Meinem Apparat war das völlig egal. Unbeeindruckt von meiner Zeitnot klingelte er erneut. Das nervte. Wo hatte ich den dummen Hörer denn nur hingelegt? Während ich hektisch das Regal absuchte, breitete sich einen Moment lang Stille aus, bis der Anrufbeantworter schließlich mit einem lauten Klick ansprang. Eine tiefe Männerstimme räusperte sich umständlich … Philip.

Ob sein Zug Verspätung hatte? Jetzt sah ich, dass der Hörer unter dem Stuhl lag. Ich war kurz davor, ihn aufzuheben und dranzugehen, als mich Philips seltsam belegter Tonfall davon abhielt.

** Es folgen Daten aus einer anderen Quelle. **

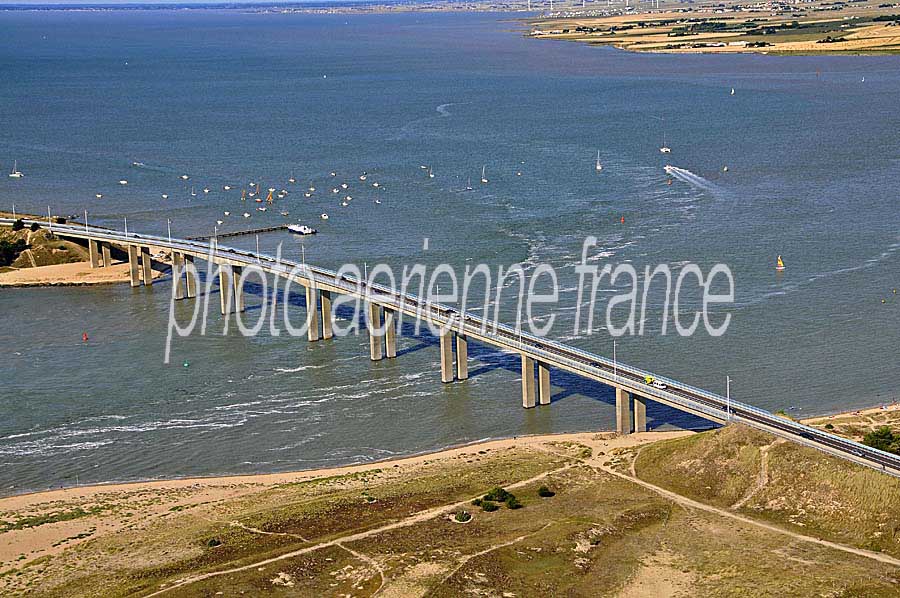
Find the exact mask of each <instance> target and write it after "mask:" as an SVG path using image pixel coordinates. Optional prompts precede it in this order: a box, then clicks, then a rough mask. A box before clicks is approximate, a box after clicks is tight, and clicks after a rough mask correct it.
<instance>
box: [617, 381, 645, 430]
mask: <svg viewBox="0 0 900 598" xmlns="http://www.w3.org/2000/svg"><path fill="white" fill-rule="evenodd" d="M646 431H647V399H645V398H644V397H641V396H638V395H635V394H632V393H630V392H628V391H626V390H623V389H621V388H616V432H618V433H619V434H631V432H646Z"/></svg>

„Ähm, tut mir leid, Béatrice, wenn du schon zu unserem Treffen unterwegs sein solltest. Ähm, was ich …“ Komisch, mein eloquenter Geliebter mied normalerweise ein „ähm“ ebenso konsequent wie ein Veganer das Steakhaus.

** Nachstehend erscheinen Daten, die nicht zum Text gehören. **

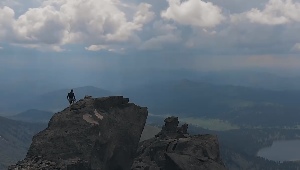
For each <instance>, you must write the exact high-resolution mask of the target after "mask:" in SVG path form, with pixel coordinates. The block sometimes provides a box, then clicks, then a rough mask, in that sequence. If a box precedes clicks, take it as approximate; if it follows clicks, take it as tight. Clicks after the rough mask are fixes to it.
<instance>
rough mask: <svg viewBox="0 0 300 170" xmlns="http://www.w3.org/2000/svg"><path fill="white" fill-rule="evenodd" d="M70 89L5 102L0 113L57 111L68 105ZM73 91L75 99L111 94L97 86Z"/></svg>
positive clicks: (60, 90)
mask: <svg viewBox="0 0 300 170" xmlns="http://www.w3.org/2000/svg"><path fill="white" fill-rule="evenodd" d="M70 90H71V89H61V90H56V91H52V92H48V93H46V94H43V95H39V96H37V97H34V98H33V99H29V100H21V101H18V100H17V101H15V102H14V103H9V104H7V106H6V107H2V109H0V113H2V114H5V115H12V114H17V113H20V112H23V111H24V110H29V109H37V110H44V111H48V112H58V111H61V110H62V109H64V108H66V107H68V106H69V102H68V100H67V95H68V93H69V92H70ZM73 90H74V93H75V96H76V99H77V100H80V99H82V98H84V96H85V95H92V96H93V97H104V96H109V95H111V92H109V91H107V90H103V89H100V88H97V87H92V86H85V87H78V88H74V89H73Z"/></svg>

„Also, was ich dir sagen wollte. So leid es mir auch tut, aber aus unserer Verabredung wird nichts.“ Wie um die abgehackte Sprechweise vom Anfang des Telefonats wettzumachen, sprach Philip jetzt so schnell, dass die Silben Purzelbäume zu schlagen drohten.

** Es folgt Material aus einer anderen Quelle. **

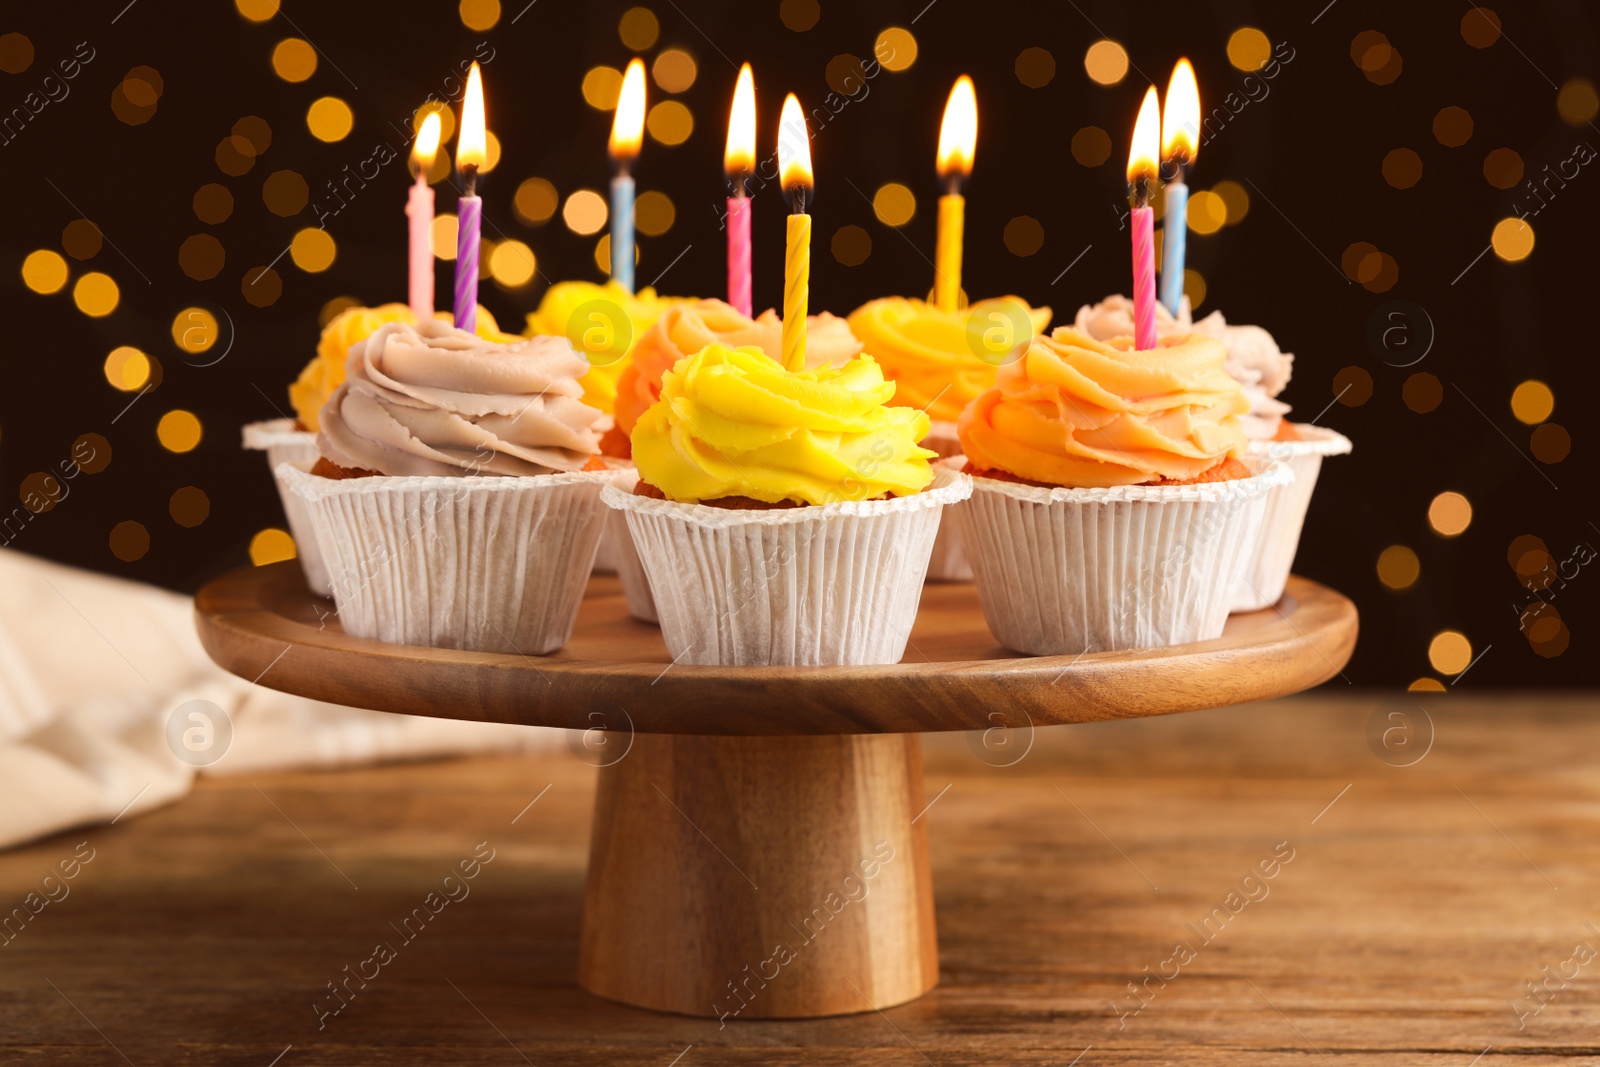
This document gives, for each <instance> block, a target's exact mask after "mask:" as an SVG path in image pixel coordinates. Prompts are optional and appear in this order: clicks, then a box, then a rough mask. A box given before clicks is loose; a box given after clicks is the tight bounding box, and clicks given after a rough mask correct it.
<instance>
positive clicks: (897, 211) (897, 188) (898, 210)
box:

„Du hast das sicherlich schon selbst gemerkt. Das mit uns passt nicht. Bochum und Berlin, das konnte auf lange Sicht nicht gut gehen. Schon gar nicht mit meinen Verpflichtungen. Ich habe einfach keine Zeit für dich. Weder jetzt noch in Zukunft. Tut mir leid. Du musst mich übrigens auch nicht zurückrufen. Bin die nächsten drei Wochen nicht in Berlin. Nur im Umland. Wahlkampf, du weißt schon. Also, noch alles Gute für dein weiteres Leben. Vielleicht …“

Ein durchdringender Piepton erklang, Philips Sprechzeit war abgelaufen.

Merkwürdig distanziert, wie in einem Film, hatte ich sein Gestotter über mich ergehen lassen. Es fühlte sich so an, als würde mich das Ganze gar nicht selbst betreffen. Ich war lediglich eine unbeteiligte Zuschauerin einer fremden Liebestragödie, wohnte in einer weihnachtlichen Schneekugel, die jemand zu wild geschüttelt hatte. Mit einem Mal kam ich mir seltsam leer und verbraucht vor. Eine Schneekugel ohne Flocken. Die Welt um mich herum erschien mir unwirklich, irgendwie gedämpft. Als befände ich mich hoch oben über den Wolken oder tief unten auf dem Meeresgrund. In Slow Motion näherte ich mich dem Telefonhörer, hob ihn auf und rief Philip zurück. „Der gewünschte Gesprächspartner ist zurzeit nicht erreichbar. Versuchen Sie es später noch einmal.“ Erschöpft setzte ich mich kurz auf den Rand des frisch bezogenen Bettes. Danach stand ich wieder auf und begann, mich kraftlos aus dem Etuikleid zu pellen. Anschließend schlüpfte ich in meine bequeme geblümte Pyjamahose. Die Kleidungsfrage jedenfalls hatte sich geklärt.